He's not an outside shooter; but he doesn't need to be.  Athletic, nice touch inside, quick jumper, looks like decent hands and footwork.


----------



## BlueBleeder




----------



## sycamorebacker

Runs like a deer.


----------



## sycamorebacker

His team is #1.   They blew out the #2 team and he had 21 pts with about 6 dunks, about 10-12 reb, and some blocks and assists.
Played very good defense.
Oak Park game is on youtube.


----------



## southernindianaballer

Yea.  SBLive Missouri says he is a top state player and he is up for the Missouri player of the week.  Not sure who SBLive Missouri is.
His fellow teammate (Iowa State signee) put up 13.
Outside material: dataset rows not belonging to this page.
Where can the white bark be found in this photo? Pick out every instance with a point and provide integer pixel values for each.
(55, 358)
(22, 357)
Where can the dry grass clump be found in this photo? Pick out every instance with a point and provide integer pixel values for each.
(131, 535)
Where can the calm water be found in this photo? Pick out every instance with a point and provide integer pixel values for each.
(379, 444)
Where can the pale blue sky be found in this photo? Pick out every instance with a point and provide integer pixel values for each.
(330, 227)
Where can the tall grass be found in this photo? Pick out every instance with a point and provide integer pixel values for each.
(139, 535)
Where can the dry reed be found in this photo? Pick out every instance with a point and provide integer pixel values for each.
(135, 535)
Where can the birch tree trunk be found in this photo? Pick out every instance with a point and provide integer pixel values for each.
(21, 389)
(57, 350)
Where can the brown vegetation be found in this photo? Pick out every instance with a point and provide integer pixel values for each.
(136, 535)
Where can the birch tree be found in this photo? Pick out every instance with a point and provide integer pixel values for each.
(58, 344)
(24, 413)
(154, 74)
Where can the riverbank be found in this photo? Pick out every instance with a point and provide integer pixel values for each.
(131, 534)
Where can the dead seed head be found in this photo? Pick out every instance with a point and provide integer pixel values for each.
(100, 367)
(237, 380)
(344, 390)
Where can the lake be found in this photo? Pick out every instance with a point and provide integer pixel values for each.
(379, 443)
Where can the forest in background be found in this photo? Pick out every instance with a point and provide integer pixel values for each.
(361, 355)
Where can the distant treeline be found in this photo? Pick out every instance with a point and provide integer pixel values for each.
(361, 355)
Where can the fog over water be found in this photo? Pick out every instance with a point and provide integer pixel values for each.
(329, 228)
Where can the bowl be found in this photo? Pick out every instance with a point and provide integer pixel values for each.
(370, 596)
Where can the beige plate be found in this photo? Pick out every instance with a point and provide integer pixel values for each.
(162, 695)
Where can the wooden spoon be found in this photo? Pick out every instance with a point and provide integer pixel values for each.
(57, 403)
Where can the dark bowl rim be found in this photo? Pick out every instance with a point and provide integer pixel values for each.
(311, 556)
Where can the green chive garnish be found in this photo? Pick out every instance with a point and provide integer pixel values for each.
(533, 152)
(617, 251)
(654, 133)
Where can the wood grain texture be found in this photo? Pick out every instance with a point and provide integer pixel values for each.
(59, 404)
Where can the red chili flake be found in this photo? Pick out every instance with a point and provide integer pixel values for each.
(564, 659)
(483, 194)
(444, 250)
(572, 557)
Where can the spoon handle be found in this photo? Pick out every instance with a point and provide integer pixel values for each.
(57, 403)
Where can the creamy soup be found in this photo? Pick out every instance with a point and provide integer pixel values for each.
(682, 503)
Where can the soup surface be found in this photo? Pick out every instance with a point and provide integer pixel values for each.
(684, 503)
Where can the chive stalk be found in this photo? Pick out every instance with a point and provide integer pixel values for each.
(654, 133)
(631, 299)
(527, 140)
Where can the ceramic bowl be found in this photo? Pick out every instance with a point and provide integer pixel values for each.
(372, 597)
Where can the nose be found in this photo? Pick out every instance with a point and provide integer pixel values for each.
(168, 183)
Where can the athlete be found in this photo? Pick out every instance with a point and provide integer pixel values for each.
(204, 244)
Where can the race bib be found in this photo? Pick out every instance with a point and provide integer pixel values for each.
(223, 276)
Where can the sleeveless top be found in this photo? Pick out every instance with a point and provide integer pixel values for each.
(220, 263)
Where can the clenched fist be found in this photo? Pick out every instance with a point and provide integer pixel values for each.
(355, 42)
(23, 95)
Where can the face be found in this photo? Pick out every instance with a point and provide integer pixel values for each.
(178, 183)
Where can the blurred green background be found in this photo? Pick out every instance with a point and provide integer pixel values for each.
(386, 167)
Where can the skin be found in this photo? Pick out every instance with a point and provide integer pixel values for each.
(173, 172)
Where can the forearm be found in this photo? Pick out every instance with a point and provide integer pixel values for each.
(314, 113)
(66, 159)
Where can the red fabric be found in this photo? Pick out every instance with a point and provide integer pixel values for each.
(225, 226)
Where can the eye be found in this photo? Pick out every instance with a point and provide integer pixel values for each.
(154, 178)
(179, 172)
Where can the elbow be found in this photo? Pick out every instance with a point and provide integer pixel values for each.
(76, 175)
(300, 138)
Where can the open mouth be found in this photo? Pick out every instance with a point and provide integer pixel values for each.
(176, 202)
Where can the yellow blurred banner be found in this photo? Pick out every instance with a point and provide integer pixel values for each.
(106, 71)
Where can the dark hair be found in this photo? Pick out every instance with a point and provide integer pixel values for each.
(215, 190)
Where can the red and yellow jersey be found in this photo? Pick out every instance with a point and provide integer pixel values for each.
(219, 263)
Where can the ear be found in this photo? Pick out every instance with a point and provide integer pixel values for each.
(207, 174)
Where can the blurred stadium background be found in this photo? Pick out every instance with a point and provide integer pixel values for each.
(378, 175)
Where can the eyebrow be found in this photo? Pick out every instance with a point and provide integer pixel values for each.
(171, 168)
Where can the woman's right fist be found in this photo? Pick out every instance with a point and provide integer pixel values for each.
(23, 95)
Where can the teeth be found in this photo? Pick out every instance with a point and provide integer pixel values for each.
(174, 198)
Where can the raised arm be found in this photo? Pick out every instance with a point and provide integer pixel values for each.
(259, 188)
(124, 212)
						Photos: Cameron Manyawu leads Staley past Oak Park in boys basketball showdown
					

Cameron Manyawu scored a game-high 21 points to lead the Staley boys basketball team to a 64-36 win over visiting Oak Park on Thursday night.  Iowa State signee




					www.google.com


----------



## sycamorebacker

southernindianaballer said:


> Yea.  SBLive Missouri says he is a top state player and he is up for the Missouri player of the week.  Not sure who SBLive Missouri is.
> His fellow teammate (Iowa State signee) put up 13.
> 
> 
> 
> 
> 
> 
> 
> 
> Photos: Cameron Manyawu leads Staley past Oak Park in boys basketball showdown
> 
> 
> Cameron Manyawu scored a game-high 21 points to lead the Staley boys basketball team to a 64-36 win over visiting Oak Park on Thursday night.  Iowa State signee
> 
> 
> 
> 
> www.google.com


And their PG is going to Colorado State.  (Evans)


----------